Sunday, January 18, 2009

Answering the Call

"When Samuel went to sleep in his place, the Lord came and revealed his presence, calling out as before, 'Samuel, Samuel!' Samuel answered, 'Speak, for your servant is listening.'"
--1 Samuel 3:9-10

"Jesus turned and saw them following him and said to them, 'What are you looking for?'"
--John 1:38

I spent part of yesterday at the Abbey of Gethsemani for a meeting of the Lay Cistercians, a group of ordinary people who have affiliated themselves with the monastery and seek to live Cistercian values in their everyday lives. Two of the monks joined us for our discussion, and a senior brother who has lived at the Abbey for over 50 years inquired as to why we were drawn to this group and this place.

It's a question I have been pondering seriously since I first inquired about participating in the group last fall, and a question that the Cistercian Order itself has placed upon us also. Last summer representatives from Lay Cistercian groups around the world met with abbots from the order's monasteries at Huerta, Spain, to explore the role and place of lay organizations and our future relationship with the Order. Lay groups were challenged by the abbots to discern, in part, why we specifically want to affiliate with the Order of Cistercians of the Strict Observance (OCSO, the Trappists' formal name), as opposed to some other group or movement.

Each of us at yesterday's meeting offered our own personal answers to this question. The answers were tentative, unsure. The truth is, we don't exactly know why we are there, why we keep coming back, though the common themes have to do with a special, spiritual connection to those men and that place, and how the tradition interacts with our own personal biographies.

Through the discussion, one thing that was revealed to me very clearly, and which I shared with the group, was that we were answering a calling. We are trying, in some way, to respond to a call that none of us fully understand. The anonymous author of the 14th-century spiritual classic, The Cloud of Unknowing, says that not all people are called to a life of contemplation. In a deep sense, we do not choose to become contemplatives, God chooses us. God gives us a disposition and desire for contemplation. We may, of course, ignore this call, but those who come to the Abbey, and abbeys like it, are trying in some way to respond to this inner need that God has placed within us. We don't know why we are there or what God is working out in our lives through the connection we've made to the Cistercians, and perhaps that is okay. We are simply trying to line up in accordance with God's will for us. Perhaps the Holy Spirit itself is bringing us together in this way.
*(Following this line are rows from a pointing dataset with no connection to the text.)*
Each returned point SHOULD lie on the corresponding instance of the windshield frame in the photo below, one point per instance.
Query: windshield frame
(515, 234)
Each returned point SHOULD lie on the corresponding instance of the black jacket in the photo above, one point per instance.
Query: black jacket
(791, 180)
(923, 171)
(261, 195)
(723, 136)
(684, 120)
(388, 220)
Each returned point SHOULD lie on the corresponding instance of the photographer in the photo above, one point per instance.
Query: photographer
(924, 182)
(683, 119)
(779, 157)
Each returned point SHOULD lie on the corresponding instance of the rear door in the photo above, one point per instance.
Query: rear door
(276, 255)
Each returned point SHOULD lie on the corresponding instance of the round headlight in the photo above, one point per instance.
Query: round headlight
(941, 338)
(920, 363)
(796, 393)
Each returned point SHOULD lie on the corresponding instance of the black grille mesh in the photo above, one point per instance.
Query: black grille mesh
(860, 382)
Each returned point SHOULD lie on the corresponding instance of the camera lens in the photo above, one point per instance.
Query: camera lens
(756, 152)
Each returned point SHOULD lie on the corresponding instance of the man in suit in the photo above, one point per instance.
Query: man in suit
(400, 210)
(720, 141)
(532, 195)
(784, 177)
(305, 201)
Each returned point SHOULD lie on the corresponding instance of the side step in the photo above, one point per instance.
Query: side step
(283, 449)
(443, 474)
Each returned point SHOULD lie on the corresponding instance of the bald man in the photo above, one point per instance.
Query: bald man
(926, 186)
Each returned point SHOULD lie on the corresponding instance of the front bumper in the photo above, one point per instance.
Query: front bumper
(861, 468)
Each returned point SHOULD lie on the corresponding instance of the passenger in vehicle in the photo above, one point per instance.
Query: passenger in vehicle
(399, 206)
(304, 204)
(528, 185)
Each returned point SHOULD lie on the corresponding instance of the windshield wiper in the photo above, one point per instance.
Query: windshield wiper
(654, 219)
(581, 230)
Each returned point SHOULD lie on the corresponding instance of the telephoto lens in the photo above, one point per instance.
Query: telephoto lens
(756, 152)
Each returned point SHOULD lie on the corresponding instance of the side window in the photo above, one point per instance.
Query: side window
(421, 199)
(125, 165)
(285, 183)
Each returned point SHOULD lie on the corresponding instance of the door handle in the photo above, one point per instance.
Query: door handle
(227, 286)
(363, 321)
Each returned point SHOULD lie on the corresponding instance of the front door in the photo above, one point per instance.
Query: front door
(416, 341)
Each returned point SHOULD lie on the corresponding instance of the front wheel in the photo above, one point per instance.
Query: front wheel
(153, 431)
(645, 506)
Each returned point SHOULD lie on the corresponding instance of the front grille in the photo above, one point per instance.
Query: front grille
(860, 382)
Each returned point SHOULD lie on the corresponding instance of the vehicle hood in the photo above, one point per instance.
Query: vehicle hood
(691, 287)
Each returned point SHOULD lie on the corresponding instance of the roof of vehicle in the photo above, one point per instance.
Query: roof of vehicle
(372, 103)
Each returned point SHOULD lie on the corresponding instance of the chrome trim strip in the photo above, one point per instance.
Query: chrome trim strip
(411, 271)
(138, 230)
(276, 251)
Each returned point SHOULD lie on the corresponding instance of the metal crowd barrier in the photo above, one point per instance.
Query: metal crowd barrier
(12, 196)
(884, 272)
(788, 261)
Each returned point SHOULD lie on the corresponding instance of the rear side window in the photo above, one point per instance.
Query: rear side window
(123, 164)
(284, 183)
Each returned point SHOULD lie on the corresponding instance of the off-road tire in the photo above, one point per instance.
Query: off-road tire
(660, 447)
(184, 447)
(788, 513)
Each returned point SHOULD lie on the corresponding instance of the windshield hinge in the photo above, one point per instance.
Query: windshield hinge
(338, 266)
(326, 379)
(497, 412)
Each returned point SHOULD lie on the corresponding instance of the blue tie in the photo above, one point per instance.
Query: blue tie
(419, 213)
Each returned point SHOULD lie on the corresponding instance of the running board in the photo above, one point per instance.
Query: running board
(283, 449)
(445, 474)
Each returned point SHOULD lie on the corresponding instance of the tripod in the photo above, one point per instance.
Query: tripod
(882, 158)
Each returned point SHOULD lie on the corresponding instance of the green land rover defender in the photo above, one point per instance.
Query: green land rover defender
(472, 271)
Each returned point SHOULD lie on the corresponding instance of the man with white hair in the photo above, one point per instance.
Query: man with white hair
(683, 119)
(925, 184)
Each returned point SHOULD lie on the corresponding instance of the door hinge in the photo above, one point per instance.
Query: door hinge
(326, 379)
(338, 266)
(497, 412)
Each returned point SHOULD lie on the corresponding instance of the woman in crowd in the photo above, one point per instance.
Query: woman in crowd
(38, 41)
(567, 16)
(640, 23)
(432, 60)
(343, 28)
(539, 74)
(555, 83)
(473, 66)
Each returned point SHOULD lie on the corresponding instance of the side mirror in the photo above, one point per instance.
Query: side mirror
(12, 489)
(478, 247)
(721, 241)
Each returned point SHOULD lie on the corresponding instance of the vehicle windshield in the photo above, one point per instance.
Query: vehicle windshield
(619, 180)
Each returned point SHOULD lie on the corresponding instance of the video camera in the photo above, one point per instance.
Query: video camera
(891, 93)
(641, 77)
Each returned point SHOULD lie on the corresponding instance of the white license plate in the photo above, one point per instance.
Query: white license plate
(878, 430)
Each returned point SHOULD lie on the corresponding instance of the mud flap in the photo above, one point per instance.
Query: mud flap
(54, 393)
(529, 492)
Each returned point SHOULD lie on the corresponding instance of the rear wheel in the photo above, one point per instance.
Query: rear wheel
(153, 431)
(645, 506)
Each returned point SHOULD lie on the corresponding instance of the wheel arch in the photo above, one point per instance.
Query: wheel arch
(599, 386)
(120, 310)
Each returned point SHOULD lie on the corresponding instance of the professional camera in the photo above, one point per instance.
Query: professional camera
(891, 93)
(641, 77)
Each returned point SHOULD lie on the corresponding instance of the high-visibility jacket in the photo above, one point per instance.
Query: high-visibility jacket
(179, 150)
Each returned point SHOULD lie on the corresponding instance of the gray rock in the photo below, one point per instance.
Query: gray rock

An even deeper question which emerged from our discussion was how is my life being transformed by my encounter with the Cistercian tradition? As our facilitator Michael, a founder of the group, pointed out, we don't come to the Lay Cistercians to do something, but to become something. All of our activities need to be reflected upon through the lens of whether we are indeed encountering God and allowing ourselves to be remade according to God's will.

I am a bit chastened and feel a sense of great awe and humility at the realization that I am not following this path simply because I like it, but because God has called me to it. There is a deep responsibility and sense of wonder embedded in that fact, and it heightens my concern that I am answering the call faithfully and allowing myself to be transformed by it. These are questions I'll ponder deeply, and intentionally, in the days ahead.

2 comments:

Knuckles McMason said...

This is something that I have been working with, that sense of knowing without knowing. I've begun the process if inquiry with another LC group and I have the same difficulty expressing why the LC is where I fit rather than Regnum Christi or another third order. But there is the knowledge that I do fit, and I resonate with their charism. I may never know how or why, but I do know that it is.

Lay Cistercian said...

Lay Cistercians are not lay people pretending to be monks. They are people who have incorporated healthy spiritual practices of the monks into their own lives for the purpose of connecting their lives more fully to God.